👨‍🏫 Week 08 - (Re-)shaping data, data normalisation and databases

DS105 - Data for Data Science

Author
Published

15 November 2022

Setup

You might need to open the terminal to install packages if an import does not work.

💡 Tip: Enable”Toogle Auto-Numbering” on the left-side corner of Jupyter Lab user interface.

Import packages

import numpy as np
import pandas as pd

# import the required libraries
import requests
from bs4 import BeautifulSoup

# Importing plotnine like this will make your life easier
from plotnine import *
library(tidyverse) #rvest is part of tidyverse

Data Collection

Web Scraping: Frequent ‘python’ Questions

# sending a request to the site
base_url = "https://stackoverflow.com/questions/tagged/python"
response_html = requests.get(base_url)
# read the content of the site
base_url <- "https://stackoverflow.com/questions/tagged/R"
response_html <- read_html(base_url)

The response_html object returned by the rvest::read_html function is not as easy to explore as the one we get with the Python’s BeautifulSoup version of this tutorial. But they encode the same info.

How many lines does this page has?

len(response_html.text)
print(response_html)

Keep a tab with the documentation of rvest to consult how to do things: rvest documentation.

What will we extract?

Let’s extract the questions and related statistics. Let’s explore how you would do that:

Step-by-Step is the way to go

💡Here’s the key takeaway of this session: don’t write code to collect all the questions. Write code to collect ONLY ONE question first.

Extracting the right divs

After exploring the HTML, I found out I want all the <div class="s-post-summary"> inside the main <div id="questions">:

# parsing page"s content
soup = BeautifulSoup(response_html.text)

all_posts = soup.find("div", id="questions").find_all("div", class_="s-post-summary")

print(f"We found {len(all_posts)} posts")
all_posts <-  
  html_element(response_html, css="div#questions") %>% 
  html_elements(css="div.s-post-summary")

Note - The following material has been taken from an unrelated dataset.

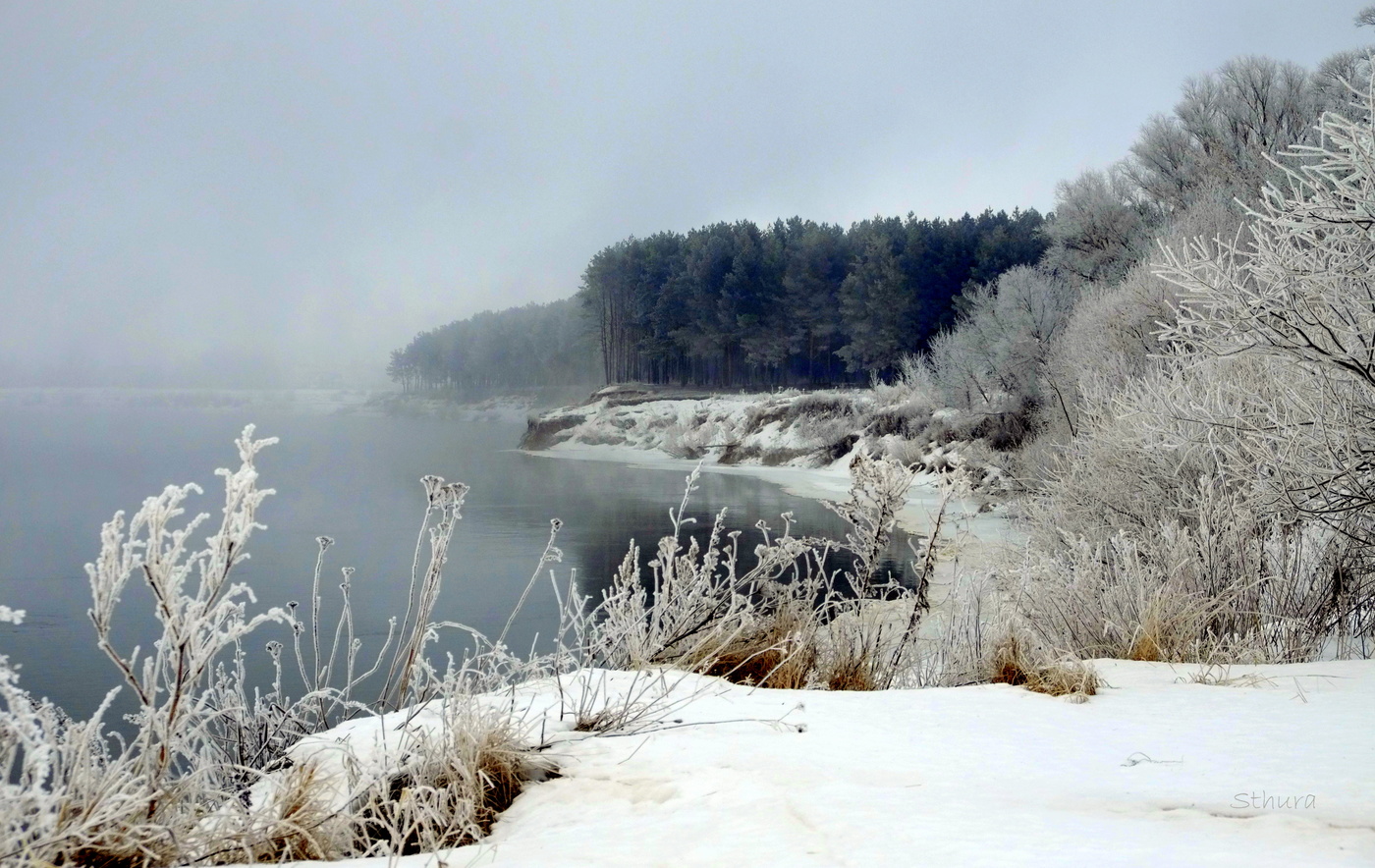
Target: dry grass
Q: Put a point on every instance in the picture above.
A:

cat(paste0("We found ", length(all_posts) , " posts")) # cat is another way to `print()` stuff

💡 Reinforcing the point above: even though we have 50 posts, let’s collect ONLY ONE first.

What is inside each div?

current_post = all_posts[0] # Select just the first one
current_post

💡 Here’s a trick, you can use IPython.display to visualise the HTML snippet:

from IPython.display import display, HTML
HTML(str(current_post))
current_post <- all_posts[[1]] # Select just the first one
current_post %>% xml2::html_structure()

Another way to explore this data more visually is to save it and open it on a code editor such as VScode (We used it in the 💻 Week 07 - Lab Roadmap)

Let’s break it all down to get the summary statistics

current_post.find_all("div", class_="s-post-summary--stats-item")[0]
current_post %>% html_elements(css="div.s-post-summary--stats-item")

There are two ways to get the info I want:

  • I could extract the element title inside of the <div>
  • I could extract the text inside the <span> elements.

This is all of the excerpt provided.